NCHC is North Dakota’s to lose. North Dakota might be the one team I’d be shocked didn’t make it to St. Paul for Frozen Four weekend. Even moreso than BC or BU. They’re a veteran team, they have size and they’re solid defensively. Much like BC and BU in Hockey East, NoDak is in a strong conference but they’re just a head above everybody else. I don’t put too much stock into last weekend’s Omaha sweep – the Mavericks had everything to play for and North Dakota had virtually nothing.  

The ECAC could wreak havoc on the national tournament picture. If Quinnipiac wins the ECAC Tournament, it’s very likely the ECAC is a one-bid league – the highest-ranked ECAC team behind Quinnipiac (No. 8) is Cornell at No. 18, with UMass, UNH and St. Cloud State standing between them and Providence, the current last team in. 

But here’s the thing – Quinnipiac hasn’t won the conference tournament since 2016. And not because they haven’t been good enough. Last year they were bounced in the semifinal by Colgate in overtime, as a team that spent the entire season as one of the top two or three teams in the country and eventually won the national title. This year, they’re still a top-10 team but not nearly the juggernaut they were last season. So it’s no sure thing. If it’s someone besides the Bobcats, it would shake up the tournament picture big time. Just like it did each of the past two seasons, when the ECAC champ took a bid from an at-large.
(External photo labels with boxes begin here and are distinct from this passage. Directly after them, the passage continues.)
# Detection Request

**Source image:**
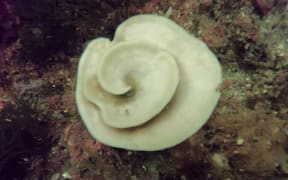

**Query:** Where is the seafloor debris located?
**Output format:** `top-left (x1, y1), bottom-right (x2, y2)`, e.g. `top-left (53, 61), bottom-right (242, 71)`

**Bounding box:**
top-left (0, 0), bottom-right (288, 180)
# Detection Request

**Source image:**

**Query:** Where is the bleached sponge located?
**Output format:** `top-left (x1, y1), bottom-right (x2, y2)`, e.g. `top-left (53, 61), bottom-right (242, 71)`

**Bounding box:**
top-left (76, 15), bottom-right (222, 151)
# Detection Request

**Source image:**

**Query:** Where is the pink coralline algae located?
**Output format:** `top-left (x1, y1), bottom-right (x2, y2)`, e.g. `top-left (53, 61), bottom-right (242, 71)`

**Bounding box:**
top-left (255, 0), bottom-right (275, 15)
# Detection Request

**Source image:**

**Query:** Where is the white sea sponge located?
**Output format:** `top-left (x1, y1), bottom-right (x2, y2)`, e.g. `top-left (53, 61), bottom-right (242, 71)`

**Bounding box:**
top-left (76, 15), bottom-right (222, 151)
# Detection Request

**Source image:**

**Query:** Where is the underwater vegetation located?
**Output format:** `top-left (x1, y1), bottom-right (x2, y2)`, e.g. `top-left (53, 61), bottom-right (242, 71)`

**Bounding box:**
top-left (0, 0), bottom-right (288, 180)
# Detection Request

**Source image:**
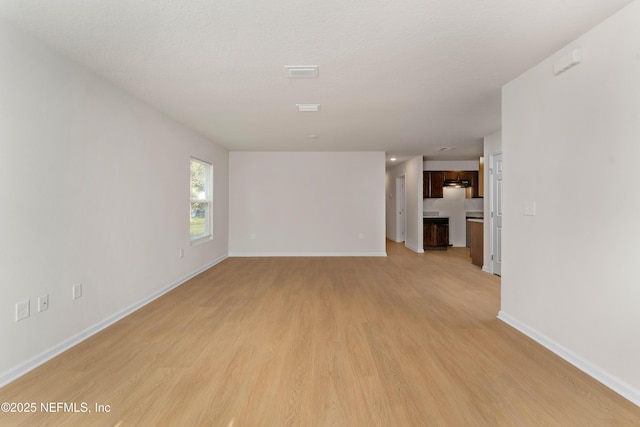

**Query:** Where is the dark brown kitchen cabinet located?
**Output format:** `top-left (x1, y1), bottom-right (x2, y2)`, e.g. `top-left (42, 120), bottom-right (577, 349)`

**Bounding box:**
top-left (423, 218), bottom-right (449, 250)
top-left (444, 171), bottom-right (481, 199)
top-left (422, 171), bottom-right (444, 199)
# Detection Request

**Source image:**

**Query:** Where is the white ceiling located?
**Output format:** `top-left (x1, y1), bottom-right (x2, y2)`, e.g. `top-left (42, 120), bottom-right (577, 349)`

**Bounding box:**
top-left (0, 0), bottom-right (631, 167)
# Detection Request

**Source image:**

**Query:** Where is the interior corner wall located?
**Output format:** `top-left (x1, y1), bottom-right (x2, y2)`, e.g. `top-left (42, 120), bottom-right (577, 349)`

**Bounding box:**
top-left (500, 1), bottom-right (640, 405)
top-left (482, 131), bottom-right (502, 273)
top-left (385, 156), bottom-right (424, 253)
top-left (0, 21), bottom-right (228, 386)
top-left (229, 152), bottom-right (386, 256)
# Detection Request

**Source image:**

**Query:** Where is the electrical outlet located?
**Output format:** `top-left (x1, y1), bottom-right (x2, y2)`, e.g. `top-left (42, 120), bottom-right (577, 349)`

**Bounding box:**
top-left (16, 300), bottom-right (30, 322)
top-left (38, 295), bottom-right (49, 313)
top-left (73, 283), bottom-right (82, 299)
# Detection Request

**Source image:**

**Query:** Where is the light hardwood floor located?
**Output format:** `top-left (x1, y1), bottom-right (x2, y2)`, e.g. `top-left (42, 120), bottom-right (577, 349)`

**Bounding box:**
top-left (0, 242), bottom-right (640, 427)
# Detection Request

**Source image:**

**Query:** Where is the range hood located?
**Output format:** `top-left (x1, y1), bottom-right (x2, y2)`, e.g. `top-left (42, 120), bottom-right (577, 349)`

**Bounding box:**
top-left (442, 175), bottom-right (471, 188)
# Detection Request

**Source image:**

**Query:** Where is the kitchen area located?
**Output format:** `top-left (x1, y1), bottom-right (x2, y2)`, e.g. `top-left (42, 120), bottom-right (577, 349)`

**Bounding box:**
top-left (423, 159), bottom-right (484, 268)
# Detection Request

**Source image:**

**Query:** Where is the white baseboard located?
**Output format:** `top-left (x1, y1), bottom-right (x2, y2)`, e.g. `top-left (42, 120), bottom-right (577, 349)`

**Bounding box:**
top-left (404, 242), bottom-right (424, 254)
top-left (0, 255), bottom-right (228, 387)
top-left (229, 252), bottom-right (387, 258)
top-left (498, 311), bottom-right (640, 406)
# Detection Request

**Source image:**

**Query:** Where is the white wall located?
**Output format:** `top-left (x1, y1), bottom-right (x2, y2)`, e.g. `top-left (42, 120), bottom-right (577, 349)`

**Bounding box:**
top-left (229, 152), bottom-right (386, 256)
top-left (500, 1), bottom-right (640, 405)
top-left (0, 22), bottom-right (228, 385)
top-left (482, 131), bottom-right (502, 273)
top-left (386, 156), bottom-right (424, 253)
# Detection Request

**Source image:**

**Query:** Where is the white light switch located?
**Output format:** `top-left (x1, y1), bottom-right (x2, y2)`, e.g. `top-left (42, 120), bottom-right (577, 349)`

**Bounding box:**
top-left (522, 202), bottom-right (536, 216)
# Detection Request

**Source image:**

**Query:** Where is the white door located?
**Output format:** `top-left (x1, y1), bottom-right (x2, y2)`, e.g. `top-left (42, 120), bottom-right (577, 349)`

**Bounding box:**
top-left (490, 153), bottom-right (502, 276)
top-left (396, 175), bottom-right (407, 242)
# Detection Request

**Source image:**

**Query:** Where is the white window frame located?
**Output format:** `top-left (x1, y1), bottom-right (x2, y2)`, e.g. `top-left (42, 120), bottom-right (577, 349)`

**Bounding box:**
top-left (189, 157), bottom-right (213, 245)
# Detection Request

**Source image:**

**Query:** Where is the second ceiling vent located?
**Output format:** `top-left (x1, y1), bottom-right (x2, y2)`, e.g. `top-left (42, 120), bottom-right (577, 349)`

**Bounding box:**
top-left (284, 65), bottom-right (318, 79)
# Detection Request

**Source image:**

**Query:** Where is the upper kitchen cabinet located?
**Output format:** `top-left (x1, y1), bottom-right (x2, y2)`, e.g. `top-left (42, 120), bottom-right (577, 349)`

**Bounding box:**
top-left (422, 171), bottom-right (444, 199)
top-left (444, 171), bottom-right (482, 199)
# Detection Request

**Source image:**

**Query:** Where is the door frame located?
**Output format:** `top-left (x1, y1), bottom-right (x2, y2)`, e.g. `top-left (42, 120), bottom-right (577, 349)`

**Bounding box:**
top-left (395, 174), bottom-right (407, 242)
top-left (489, 151), bottom-right (503, 276)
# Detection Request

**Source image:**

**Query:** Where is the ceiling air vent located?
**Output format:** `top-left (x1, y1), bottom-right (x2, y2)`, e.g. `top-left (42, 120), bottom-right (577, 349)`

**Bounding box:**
top-left (284, 65), bottom-right (318, 79)
top-left (296, 104), bottom-right (320, 113)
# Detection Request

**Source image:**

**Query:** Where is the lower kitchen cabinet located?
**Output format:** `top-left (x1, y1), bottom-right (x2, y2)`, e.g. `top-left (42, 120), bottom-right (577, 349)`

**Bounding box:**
top-left (423, 218), bottom-right (449, 250)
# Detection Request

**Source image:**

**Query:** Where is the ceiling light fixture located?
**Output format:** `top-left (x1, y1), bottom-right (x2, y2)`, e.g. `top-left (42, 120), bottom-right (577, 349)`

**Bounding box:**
top-left (296, 104), bottom-right (320, 113)
top-left (284, 65), bottom-right (318, 79)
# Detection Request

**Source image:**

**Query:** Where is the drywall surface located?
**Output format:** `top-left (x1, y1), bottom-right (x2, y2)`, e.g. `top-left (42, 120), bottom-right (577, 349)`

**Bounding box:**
top-left (229, 152), bottom-right (386, 256)
top-left (0, 18), bottom-right (228, 384)
top-left (501, 1), bottom-right (640, 404)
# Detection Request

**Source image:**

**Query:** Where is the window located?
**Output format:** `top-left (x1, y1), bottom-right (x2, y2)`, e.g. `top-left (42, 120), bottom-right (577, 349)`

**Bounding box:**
top-left (189, 159), bottom-right (213, 243)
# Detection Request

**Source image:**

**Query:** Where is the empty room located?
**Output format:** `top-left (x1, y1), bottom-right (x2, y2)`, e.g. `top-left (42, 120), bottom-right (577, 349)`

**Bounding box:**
top-left (0, 0), bottom-right (640, 427)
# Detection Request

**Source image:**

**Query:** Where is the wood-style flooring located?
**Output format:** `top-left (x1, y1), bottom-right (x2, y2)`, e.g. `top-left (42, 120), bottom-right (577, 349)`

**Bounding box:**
top-left (0, 242), bottom-right (640, 427)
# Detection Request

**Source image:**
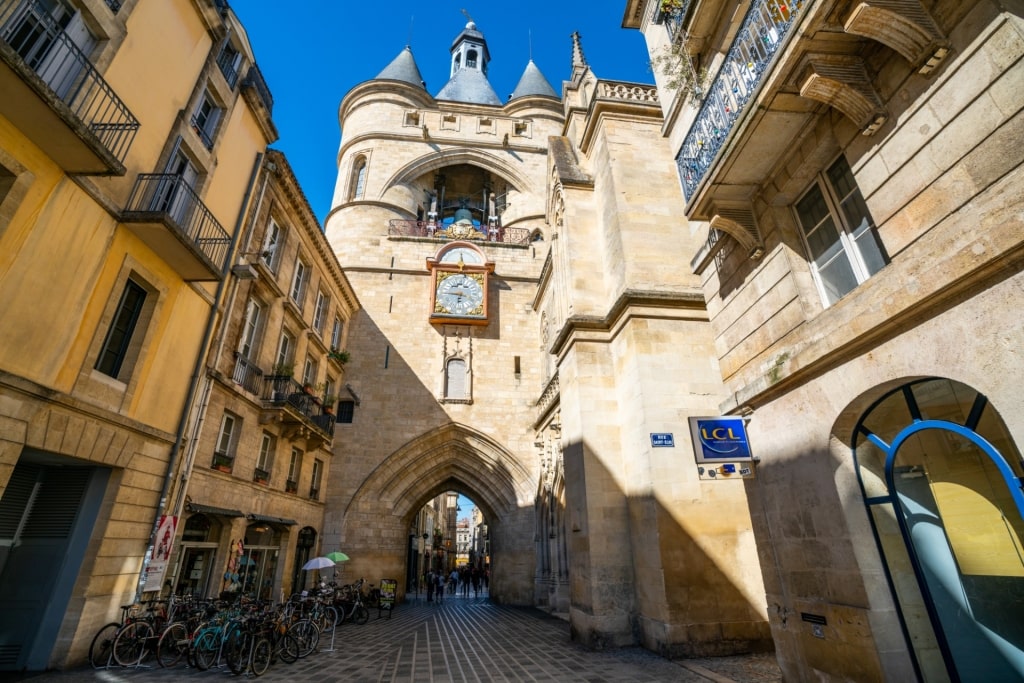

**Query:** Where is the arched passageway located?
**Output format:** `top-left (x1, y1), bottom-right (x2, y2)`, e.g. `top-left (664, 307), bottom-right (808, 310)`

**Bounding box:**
top-left (325, 423), bottom-right (537, 605)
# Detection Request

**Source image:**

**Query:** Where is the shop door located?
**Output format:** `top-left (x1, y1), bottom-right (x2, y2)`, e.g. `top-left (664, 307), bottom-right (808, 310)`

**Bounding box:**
top-left (858, 380), bottom-right (1024, 683)
top-left (0, 461), bottom-right (106, 671)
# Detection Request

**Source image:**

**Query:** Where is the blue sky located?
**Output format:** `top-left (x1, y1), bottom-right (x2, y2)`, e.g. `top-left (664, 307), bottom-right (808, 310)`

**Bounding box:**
top-left (230, 0), bottom-right (653, 223)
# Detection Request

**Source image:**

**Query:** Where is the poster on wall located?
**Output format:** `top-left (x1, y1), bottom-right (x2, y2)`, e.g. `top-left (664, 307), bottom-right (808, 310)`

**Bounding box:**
top-left (142, 515), bottom-right (178, 592)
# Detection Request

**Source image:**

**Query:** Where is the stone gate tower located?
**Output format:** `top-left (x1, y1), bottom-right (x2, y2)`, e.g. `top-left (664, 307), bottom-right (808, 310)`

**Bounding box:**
top-left (324, 17), bottom-right (768, 654)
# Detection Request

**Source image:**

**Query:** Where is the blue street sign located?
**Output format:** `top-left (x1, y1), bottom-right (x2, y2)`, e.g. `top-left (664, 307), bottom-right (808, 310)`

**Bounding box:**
top-left (650, 432), bottom-right (676, 449)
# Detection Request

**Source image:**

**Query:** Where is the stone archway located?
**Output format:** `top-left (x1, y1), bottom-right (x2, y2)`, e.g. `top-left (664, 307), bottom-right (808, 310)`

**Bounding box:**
top-left (328, 423), bottom-right (537, 605)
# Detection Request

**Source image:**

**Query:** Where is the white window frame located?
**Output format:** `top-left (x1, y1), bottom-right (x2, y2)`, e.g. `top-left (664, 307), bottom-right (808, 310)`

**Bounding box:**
top-left (289, 257), bottom-right (309, 308)
top-left (260, 218), bottom-right (285, 272)
top-left (793, 157), bottom-right (889, 308)
top-left (238, 297), bottom-right (263, 360)
top-left (313, 290), bottom-right (331, 337)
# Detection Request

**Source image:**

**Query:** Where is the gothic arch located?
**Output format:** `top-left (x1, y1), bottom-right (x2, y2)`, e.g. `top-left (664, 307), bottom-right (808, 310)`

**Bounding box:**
top-left (344, 423), bottom-right (535, 521)
top-left (380, 148), bottom-right (537, 198)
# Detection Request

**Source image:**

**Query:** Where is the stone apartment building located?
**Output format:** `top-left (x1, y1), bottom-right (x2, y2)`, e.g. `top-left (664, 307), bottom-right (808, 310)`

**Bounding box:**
top-left (0, 0), bottom-right (276, 670)
top-left (164, 150), bottom-right (357, 601)
top-left (624, 0), bottom-right (1024, 681)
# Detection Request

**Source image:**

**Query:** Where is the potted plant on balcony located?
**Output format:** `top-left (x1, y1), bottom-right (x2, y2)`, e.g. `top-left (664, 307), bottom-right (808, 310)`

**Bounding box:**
top-left (323, 393), bottom-right (338, 415)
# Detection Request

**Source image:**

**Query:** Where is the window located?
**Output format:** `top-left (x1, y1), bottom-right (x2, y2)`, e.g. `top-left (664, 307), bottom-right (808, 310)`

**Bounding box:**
top-left (285, 449), bottom-right (302, 494)
top-left (352, 157), bottom-right (367, 200)
top-left (335, 400), bottom-right (355, 425)
top-left (331, 315), bottom-right (345, 349)
top-left (313, 290), bottom-right (331, 337)
top-left (260, 218), bottom-right (284, 272)
top-left (796, 157), bottom-right (888, 306)
top-left (191, 91), bottom-right (223, 150)
top-left (309, 459), bottom-right (324, 501)
top-left (212, 413), bottom-right (242, 472)
top-left (302, 357), bottom-right (319, 386)
top-left (239, 299), bottom-right (263, 359)
top-left (95, 279), bottom-right (146, 379)
top-left (292, 259), bottom-right (309, 308)
top-left (274, 330), bottom-right (295, 375)
top-left (444, 358), bottom-right (469, 399)
top-left (217, 41), bottom-right (242, 88)
top-left (253, 432), bottom-right (276, 483)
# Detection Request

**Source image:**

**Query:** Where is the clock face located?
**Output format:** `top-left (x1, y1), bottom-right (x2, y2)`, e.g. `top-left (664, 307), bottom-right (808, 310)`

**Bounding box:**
top-left (434, 272), bottom-right (483, 315)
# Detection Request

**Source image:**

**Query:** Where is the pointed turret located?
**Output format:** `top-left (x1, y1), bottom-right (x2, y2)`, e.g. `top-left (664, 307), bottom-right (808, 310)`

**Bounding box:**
top-left (435, 20), bottom-right (502, 104)
top-left (375, 45), bottom-right (427, 90)
top-left (509, 59), bottom-right (558, 99)
top-left (572, 31), bottom-right (590, 81)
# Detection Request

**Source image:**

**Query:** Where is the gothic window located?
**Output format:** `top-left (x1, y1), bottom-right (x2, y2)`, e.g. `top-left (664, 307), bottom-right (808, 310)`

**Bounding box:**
top-left (796, 157), bottom-right (888, 306)
top-left (444, 358), bottom-right (469, 399)
top-left (351, 157), bottom-right (367, 200)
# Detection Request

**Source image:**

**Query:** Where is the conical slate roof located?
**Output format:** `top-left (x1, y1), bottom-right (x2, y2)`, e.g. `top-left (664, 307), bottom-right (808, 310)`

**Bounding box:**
top-left (375, 45), bottom-right (427, 89)
top-left (434, 69), bottom-right (502, 106)
top-left (509, 59), bottom-right (558, 99)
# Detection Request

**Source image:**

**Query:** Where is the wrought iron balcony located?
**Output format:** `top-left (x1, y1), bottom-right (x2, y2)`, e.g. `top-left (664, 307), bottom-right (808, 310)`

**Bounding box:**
top-left (0, 0), bottom-right (139, 175)
top-left (121, 173), bottom-right (231, 281)
top-left (676, 0), bottom-right (809, 201)
top-left (387, 218), bottom-right (530, 245)
top-left (231, 351), bottom-right (263, 394)
top-left (262, 375), bottom-right (334, 442)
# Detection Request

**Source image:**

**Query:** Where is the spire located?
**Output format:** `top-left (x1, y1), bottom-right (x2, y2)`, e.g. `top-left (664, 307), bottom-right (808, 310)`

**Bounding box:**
top-left (375, 45), bottom-right (427, 90)
top-left (509, 59), bottom-right (558, 99)
top-left (435, 19), bottom-right (502, 104)
top-left (572, 31), bottom-right (588, 73)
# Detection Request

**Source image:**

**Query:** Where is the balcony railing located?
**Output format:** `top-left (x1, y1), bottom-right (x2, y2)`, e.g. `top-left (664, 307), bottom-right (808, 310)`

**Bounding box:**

You really can’t predict the Big Ten. No idea what direction this tournament will go in. Minnesota has managed to fly under the radar, with just three losses since early January. Michigan’s best players have been among the country’s best players in the second half, with Rutger McGroarty, Gavin Brindley and Seamus Casey on a tear since returning from World Juniors. Michigan State has been the conference’s best team wire to wire. Ohio State, which shocked Wisconsin last weekend, has all the look of a Cinderella. You’re on your own handicapping this one.

CCHA comes down to Michigan Tech and Bemidji State. Bemidji State is the country’s hottest team, unbeaten in 10 straight, their last loss coming on February 3rd. Michigan Tech is heating up in their own right, winning five of six to wrap up the regular season, scoring five-plus goals four times. Blake Pietila has been great in net, allowing just two goals in five games prior to his clunker on Saturday, when he allowed five goals in 15 shots in Michigan Tech’s 6-5 win over Bowling Green. Don’t be surprised if the Huskies come in and render the Beavers’ second half run meaningless.

Atlantic Hockey should be RIT’s to lose, but watch out for Holy Cross. RIT is one of the better teams in the country. Led up front by Cody Laskosky and Carter Wilkie up front, Gianfranco Cassaro on the back end and Tommy Scarfone in net, the Tigers’ balance is one of the country’s best. But like Bemidji State in CCHA, they need to win the conference tournament for the season to go on. Holy Cross could crash RIT’s party. The Crusaders have lost just once in 10 games going back to mid-January and have reached 20 wins for the first time since 2012-13. Liam McLinskey paced the conference with 44 points, the highest output by an Atlantic Hockey player since 2018-19, when Blake Christensen (AIC) and Joseph Duszak (Mercyhurst) put up 47 points apiece. Third-year head coach Bill Riga is building something in Worcester.